Four hives and not one varroa drop over 24 hours.

Cleaned them again and this time I gave each tray a light Vaseline smear. I will do another check in three days.

No treatment since Oxalic trickle last December.
Last edited by huntsman. on 22 Aug 2020, 21:23, edited 2 times in total.
 #8553  by NigelP
 22 Aug 2020, 17:37
For what it's worth Huntsman I don't trust random drops on a tray to tell me current varroa levels. I've had very similar results to yours and then after vaping 1000's dropped. A sugar or an alcohol roll will give you more accurate results, but both are time consuming and you kill bees with the alcohol. Even a dusting of icing sugar (accelerated drop) will give you better idea of current levels,,,,note...icing sugar is not a good varroa treatment.
I've come to conclusion that I need to treat annually (at least) and do so. And monitor the drop during treatment to make sure it is all working.
 #8556  by AdamD
 23 Aug 2020, 07:47
The beebase calculator suggests using 7 days as a minimum sampling period. However it is a very simple model and doesn't always get it right. For example, as bee numbers increase repidly during spring, the colony may well be able to cope with increasing varroa numbers. As September approaches, bee brood numbers are in natural decline and the varroa numbers will continue to increase so the proportion of varroa in the stock will get significantly worse. For my bees it's from July onwards that I see the dangers.
 #8557  by AdamD
 23 Aug 2020, 07:50
Nigel, are your Keld Brandstrup queens "varroa busters"? I.e. have they supposedly got any varroa sensitive hygene traits.
 #8558  by NigelP
 23 Aug 2020, 09:33
No. The only Buckfast breeder offering these is Peter Stofen in Germany. Can't quite see the appeal as they don't breed true so next generation is not hygienic. It appears that you need your own inbreeding system to maintain hygienic behaviour, such as Instrumental insemination and lots of data crunching to know which queens to breed from.
 #8561  by Patrick
 23 Aug 2020, 22:28
Sadly I don't hold out much faith in varroa drops either. The number of times I had zero or close to zero drops was simply not credible. Hence today (way late this year, for the worst of reasons) I put on apiguard. Not used it in years since MAQs came onto the market, but thought it was about time I rotated treatments - not too chuffed to be back to 4 - 6 week treatments I will be honest. First time I have stripped down hives for ages and they were not happy about it, but today was the only day I have had available in weeks to do it and won't have another for a while yet.

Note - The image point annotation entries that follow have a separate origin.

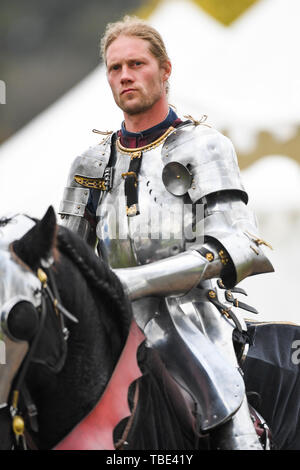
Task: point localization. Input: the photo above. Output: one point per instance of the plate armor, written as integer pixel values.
(188, 236)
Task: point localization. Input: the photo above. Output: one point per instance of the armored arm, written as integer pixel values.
(202, 162)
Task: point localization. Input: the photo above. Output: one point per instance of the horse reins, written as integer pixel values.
(18, 424)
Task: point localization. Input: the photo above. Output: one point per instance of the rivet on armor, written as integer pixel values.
(176, 178)
(18, 425)
(42, 276)
(209, 256)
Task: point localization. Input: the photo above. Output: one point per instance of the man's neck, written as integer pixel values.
(147, 119)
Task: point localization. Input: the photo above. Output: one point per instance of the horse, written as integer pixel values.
(69, 328)
(68, 373)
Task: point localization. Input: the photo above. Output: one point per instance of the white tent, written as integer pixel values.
(245, 77)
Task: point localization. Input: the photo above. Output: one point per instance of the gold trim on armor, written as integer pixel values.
(138, 150)
(94, 183)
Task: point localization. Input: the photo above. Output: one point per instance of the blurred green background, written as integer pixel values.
(47, 46)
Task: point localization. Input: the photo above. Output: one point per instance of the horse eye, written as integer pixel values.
(22, 321)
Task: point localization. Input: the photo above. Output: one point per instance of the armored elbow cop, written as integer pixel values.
(202, 162)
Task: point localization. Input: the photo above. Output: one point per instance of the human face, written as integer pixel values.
(136, 79)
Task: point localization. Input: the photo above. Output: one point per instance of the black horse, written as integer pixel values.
(63, 379)
(66, 378)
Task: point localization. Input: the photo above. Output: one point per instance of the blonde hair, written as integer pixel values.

Bees were in a foul mood, I suspect the ending of nectar flow, large wasp numbers hawking about and rubbish recent weather not helping. They all had variable amounts stores but the bees were also really in robbing mode themselves which meant being very careful in putting everything back together bee tight. I took off some dry supers and workers were on them as soon as I put them down. I had hoped to just leave on the summer crop this year to tide them over winter and not feed as well, but there really isn't enough there to do it safely, so feeding is still on the agenda. I remember having issues trying to feed with Apiguard on, so it looks like being a late one to get feed in this year, which is never my preference but so be it.